Princip, a 19 year old Croat previously rejected from joining the Bosnian guerrillas in the First Balkan War due to his small stature, is determined to prove himself. As the archduke’s car backs out of the street Princip opens fire at point-blank range. He fires two shots, hitting the pregnant Sophie in the stomach and Ferdinand in the neck. Ferdinand cries out “don’t die darling, live for our children” but they both perish there in the car. Princip then turned the gun on himself, but was prevented from shooting it by a bystander who threw himself upon the young assassin. A mob of angry onlookers attacked Princip, who fought back and was subsequently wrestled away by the police. Meanwhile, Franz Ferdinand and Sophie lay fatally wounded in their limousine as it rushed to seek help; they both died within the hour.
Though Princip and his fellow conspirators attempted to deflect the blame away from Serbia, the assassination of the archduke was viewed as a provocation by the Austro-Hungarians. Too young to face the death penalty, Princip was tried and sentenced to twenty years in prison. He died in 1918 from a combination of malnutrition and tuberculosis.

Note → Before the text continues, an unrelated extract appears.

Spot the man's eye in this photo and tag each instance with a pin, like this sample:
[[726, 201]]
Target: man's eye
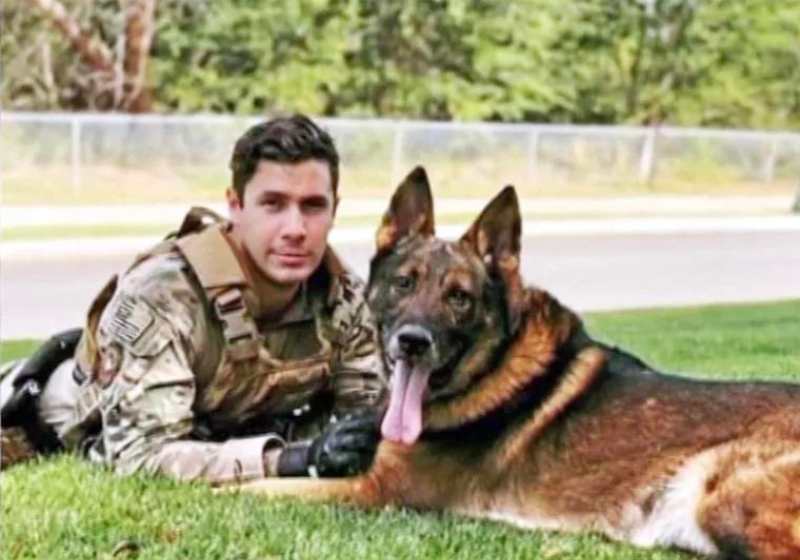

The assassination of Franz-Ferdinand and Sophie set off a rapid chain of events: Austria-Hungary, like many in countries around the world, blamed the Serbian government for the attack and hoped to use the incident as justification for settling the question of Slav nationalism once and for all. As Russia supported Serbia, an Austro-Hungarian declaration of war was delayed until its leaders received assurances from German leader Kaiser Wilhelm that Germany would support their cause in the event of a Russian intervention–which would likely involve Russia’s ally, France, and possibly Britain as well. On July 28, Austria-Hungary declared war on Serbia, and the tenuous peace between Europe’s great powers collapsed. Within a week, Russia, Belgium, France, Great Britain and Serbia had lined up against Austria-Hungary and Germany, and World War I had begun.